Um Handlungsdruck aufzubauen, erstattete Transparency im Jahr 2019 Strafanzeige gegen die Bundestagsabgeordnete Karin Strenz (CDU). Gelder aus aserbaidschanischen Quellen passten nicht so Recht zu den Aufgaben der Politikerin, die als Wahlbeobachterin und Mitglied der Europadelegation des Bundestages immer wieder mit Aserbaidschan zu tun hatte. Bei kritischen Beschlüssen fiel das Abstimmungsverhalten von Strenz immer wieder auf. Der Europarat untersuchte ihr Verhalten und verhängte ein lebenslanges Hausverbot. Im Bundestag wurde gegen die Parlamentarierin indes eine Rüge ausgesprochen, die mit einer Geldstrafe von 20 000 Euro einherging. Eine Strafverfolgung aber wurde von der Staatsanwaltschaft Rostock abgelehnt.
Strafverfolgung muss sein
Bäumer plädierte daher für eine Pflicht zur Strafverfolgung.
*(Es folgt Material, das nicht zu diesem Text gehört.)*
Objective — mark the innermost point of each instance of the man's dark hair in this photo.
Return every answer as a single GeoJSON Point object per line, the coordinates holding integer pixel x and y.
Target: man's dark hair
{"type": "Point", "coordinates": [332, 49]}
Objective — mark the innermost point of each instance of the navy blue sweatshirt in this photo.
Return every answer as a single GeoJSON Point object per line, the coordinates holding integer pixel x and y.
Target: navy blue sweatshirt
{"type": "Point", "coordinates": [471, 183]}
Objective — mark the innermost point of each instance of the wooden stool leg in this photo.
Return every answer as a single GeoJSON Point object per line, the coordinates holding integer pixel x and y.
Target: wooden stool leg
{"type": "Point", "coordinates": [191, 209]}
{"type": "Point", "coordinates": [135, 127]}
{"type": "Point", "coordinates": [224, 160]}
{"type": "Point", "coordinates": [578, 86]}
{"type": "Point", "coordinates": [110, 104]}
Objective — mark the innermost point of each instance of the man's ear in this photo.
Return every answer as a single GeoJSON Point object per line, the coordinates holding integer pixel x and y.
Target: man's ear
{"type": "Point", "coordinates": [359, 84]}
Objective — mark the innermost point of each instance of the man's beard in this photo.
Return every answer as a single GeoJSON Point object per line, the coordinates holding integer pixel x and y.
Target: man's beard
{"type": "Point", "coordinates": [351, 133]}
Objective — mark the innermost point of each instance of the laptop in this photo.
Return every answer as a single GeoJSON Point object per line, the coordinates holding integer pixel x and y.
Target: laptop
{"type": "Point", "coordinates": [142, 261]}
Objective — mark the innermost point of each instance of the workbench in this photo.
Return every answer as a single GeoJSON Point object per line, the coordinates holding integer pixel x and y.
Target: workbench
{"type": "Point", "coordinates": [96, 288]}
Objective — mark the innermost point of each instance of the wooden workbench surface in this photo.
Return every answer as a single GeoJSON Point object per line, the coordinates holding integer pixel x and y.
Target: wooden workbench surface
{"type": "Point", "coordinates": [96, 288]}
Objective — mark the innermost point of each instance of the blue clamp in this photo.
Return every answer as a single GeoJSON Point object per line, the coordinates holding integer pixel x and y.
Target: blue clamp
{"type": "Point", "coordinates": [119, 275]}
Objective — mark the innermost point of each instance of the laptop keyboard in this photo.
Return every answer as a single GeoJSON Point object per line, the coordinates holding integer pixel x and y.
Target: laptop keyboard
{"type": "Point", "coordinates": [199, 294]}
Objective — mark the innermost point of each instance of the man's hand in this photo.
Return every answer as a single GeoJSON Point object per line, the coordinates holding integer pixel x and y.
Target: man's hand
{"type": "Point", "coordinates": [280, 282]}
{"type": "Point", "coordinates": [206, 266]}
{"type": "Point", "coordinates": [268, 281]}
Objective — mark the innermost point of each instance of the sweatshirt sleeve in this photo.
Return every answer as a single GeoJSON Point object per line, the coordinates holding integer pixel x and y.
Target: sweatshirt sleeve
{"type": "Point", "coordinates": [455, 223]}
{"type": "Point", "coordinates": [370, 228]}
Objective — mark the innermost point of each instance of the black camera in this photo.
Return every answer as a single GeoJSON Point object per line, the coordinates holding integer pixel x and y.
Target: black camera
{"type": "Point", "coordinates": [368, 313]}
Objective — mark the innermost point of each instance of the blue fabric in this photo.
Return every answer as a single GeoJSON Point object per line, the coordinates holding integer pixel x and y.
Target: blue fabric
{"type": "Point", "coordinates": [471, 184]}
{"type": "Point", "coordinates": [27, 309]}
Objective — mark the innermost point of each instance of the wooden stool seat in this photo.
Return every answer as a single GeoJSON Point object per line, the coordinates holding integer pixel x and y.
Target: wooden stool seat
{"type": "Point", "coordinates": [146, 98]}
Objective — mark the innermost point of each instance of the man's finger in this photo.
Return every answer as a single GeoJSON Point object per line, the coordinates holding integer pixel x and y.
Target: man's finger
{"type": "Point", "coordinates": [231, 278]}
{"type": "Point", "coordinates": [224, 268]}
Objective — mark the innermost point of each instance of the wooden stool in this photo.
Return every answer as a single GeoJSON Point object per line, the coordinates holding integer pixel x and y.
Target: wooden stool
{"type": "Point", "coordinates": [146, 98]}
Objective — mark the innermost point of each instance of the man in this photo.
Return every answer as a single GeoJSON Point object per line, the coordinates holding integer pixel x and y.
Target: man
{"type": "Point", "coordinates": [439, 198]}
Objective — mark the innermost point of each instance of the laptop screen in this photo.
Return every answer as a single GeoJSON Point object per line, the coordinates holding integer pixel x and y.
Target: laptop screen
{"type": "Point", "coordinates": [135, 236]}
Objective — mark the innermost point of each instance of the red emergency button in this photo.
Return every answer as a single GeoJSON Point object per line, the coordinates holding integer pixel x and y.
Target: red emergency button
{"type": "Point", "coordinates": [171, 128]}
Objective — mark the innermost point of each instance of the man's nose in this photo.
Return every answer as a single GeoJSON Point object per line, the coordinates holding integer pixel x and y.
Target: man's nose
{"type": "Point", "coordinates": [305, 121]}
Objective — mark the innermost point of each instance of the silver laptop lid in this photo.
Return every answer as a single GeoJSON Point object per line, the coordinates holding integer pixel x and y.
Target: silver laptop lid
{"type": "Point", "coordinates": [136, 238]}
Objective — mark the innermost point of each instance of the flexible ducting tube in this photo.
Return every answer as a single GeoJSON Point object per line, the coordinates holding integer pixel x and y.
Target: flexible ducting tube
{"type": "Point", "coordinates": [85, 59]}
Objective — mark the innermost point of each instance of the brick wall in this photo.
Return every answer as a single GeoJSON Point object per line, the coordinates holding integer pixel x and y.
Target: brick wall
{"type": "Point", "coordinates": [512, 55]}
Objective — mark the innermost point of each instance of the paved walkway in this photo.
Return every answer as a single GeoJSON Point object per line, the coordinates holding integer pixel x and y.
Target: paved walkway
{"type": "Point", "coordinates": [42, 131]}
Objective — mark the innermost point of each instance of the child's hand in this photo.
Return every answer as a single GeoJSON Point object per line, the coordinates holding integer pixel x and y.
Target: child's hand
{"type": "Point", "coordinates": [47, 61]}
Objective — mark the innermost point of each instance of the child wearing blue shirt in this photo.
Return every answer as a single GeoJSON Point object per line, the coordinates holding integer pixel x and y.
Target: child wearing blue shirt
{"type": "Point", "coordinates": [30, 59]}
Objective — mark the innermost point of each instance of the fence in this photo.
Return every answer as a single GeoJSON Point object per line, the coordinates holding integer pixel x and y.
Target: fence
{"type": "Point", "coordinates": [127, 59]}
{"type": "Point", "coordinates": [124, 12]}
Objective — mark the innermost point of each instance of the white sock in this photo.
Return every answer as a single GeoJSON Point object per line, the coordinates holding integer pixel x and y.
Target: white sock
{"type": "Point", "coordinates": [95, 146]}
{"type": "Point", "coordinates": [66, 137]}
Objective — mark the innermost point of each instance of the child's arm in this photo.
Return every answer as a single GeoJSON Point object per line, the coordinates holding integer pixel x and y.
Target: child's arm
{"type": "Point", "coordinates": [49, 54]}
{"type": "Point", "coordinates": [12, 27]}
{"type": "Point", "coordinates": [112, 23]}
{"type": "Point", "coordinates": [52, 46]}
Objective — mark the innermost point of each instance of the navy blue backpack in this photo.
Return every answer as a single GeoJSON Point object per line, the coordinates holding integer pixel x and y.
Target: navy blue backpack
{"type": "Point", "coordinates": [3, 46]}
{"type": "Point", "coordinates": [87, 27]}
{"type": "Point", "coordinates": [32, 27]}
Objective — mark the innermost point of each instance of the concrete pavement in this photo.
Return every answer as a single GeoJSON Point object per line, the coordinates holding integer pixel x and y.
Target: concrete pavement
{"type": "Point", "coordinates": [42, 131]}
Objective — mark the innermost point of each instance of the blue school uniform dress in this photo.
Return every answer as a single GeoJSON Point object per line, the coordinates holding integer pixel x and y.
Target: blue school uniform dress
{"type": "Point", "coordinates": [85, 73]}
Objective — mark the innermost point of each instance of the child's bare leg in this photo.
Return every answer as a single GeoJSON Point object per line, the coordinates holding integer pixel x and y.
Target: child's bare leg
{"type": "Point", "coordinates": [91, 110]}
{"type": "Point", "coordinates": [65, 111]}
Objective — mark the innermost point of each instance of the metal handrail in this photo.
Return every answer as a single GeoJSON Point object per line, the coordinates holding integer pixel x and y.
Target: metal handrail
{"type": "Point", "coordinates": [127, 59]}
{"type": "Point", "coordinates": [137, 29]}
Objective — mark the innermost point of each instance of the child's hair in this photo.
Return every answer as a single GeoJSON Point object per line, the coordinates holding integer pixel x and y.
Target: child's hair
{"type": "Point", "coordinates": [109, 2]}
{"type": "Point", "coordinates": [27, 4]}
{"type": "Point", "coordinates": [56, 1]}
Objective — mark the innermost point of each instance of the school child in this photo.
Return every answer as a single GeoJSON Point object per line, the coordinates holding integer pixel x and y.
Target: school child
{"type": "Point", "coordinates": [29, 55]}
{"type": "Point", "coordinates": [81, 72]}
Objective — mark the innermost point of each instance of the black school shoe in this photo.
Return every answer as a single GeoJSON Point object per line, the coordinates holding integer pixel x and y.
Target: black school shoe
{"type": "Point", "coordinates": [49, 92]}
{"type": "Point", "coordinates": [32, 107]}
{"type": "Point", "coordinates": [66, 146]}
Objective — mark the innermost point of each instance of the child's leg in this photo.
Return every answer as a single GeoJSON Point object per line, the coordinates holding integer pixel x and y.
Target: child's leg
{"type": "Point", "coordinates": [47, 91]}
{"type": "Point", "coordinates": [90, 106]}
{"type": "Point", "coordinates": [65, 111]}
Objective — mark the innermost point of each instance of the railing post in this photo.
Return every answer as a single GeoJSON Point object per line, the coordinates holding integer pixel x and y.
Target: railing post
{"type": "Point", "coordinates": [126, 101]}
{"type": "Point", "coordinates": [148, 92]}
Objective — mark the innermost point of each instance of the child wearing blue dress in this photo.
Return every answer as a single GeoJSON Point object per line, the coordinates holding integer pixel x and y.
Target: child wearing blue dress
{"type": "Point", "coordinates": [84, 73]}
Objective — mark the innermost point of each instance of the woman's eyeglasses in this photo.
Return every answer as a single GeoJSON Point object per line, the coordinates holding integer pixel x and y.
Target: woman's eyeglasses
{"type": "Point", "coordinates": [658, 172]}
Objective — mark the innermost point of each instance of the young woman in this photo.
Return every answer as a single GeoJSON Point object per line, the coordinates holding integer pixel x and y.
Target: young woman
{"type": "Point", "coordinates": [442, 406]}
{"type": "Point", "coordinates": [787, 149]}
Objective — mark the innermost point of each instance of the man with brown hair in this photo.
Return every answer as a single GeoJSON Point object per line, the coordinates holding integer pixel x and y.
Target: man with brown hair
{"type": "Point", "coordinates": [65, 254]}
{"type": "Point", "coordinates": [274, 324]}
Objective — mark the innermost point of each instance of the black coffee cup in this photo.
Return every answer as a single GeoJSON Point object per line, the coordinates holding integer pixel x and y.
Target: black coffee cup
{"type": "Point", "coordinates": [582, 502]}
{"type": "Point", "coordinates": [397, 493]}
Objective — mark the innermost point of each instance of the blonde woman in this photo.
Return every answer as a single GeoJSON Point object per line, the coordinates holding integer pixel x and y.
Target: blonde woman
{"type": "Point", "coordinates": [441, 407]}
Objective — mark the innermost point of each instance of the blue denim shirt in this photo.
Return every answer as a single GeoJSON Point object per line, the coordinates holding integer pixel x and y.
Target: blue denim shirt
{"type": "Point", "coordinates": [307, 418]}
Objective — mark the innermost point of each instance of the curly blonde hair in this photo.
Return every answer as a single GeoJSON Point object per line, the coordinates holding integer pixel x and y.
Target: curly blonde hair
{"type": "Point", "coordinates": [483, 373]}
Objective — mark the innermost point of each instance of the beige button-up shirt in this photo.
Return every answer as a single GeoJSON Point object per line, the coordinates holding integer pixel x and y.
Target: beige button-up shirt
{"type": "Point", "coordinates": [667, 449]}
Im Strafgesetz fehle es an konkreten Vorgaben. Gegen Korruption engagiert sich neben Transparency International auch die Initiative Abgeordnetenwatch, deren Klage Ende März vor dem Verwaltungsgericht in Leipzig verhandelt wird. Bisher wird Abgeordnetenwatch der Einblick in Dokumente zur Parteienfinanzierung durch den Bundestag verwehrt.
Bäumer sieht als Schlüssel für weniger Korruption vor allem ein Lobbyregister für den Bundestag, für das sich LINKE und Grüne immer wieder einsetzen. Auch im Bereich des Hinweisgeberschutzes müsse sich noch deutlich mehr tun, um von Korruption überhaupt zu erfahren. Überfällig ist ebenfalls die Einführung eines Unternehmensstrafrechts, mit der es die Große Koalition bisher nicht eilig hatte. Der aktuelle Gesetzentwurf möchte eher »Sanktionen« als »Strafen« und soll vor allem mehr Spielraum für Strafgerichte schaffen, um gegen Großunternehmen vorzugehen. Auf kommunaler Ebene spricht aus Sicht von Bäumer nichts dagegen, dass der lokale Bauunternehmer mit im Stadtrat sitze und sich politisch engagiere. Bei Abstimmungen, die die Interessen des Unternehmers betreffen, habe dieser sich jedoch zu enthalten.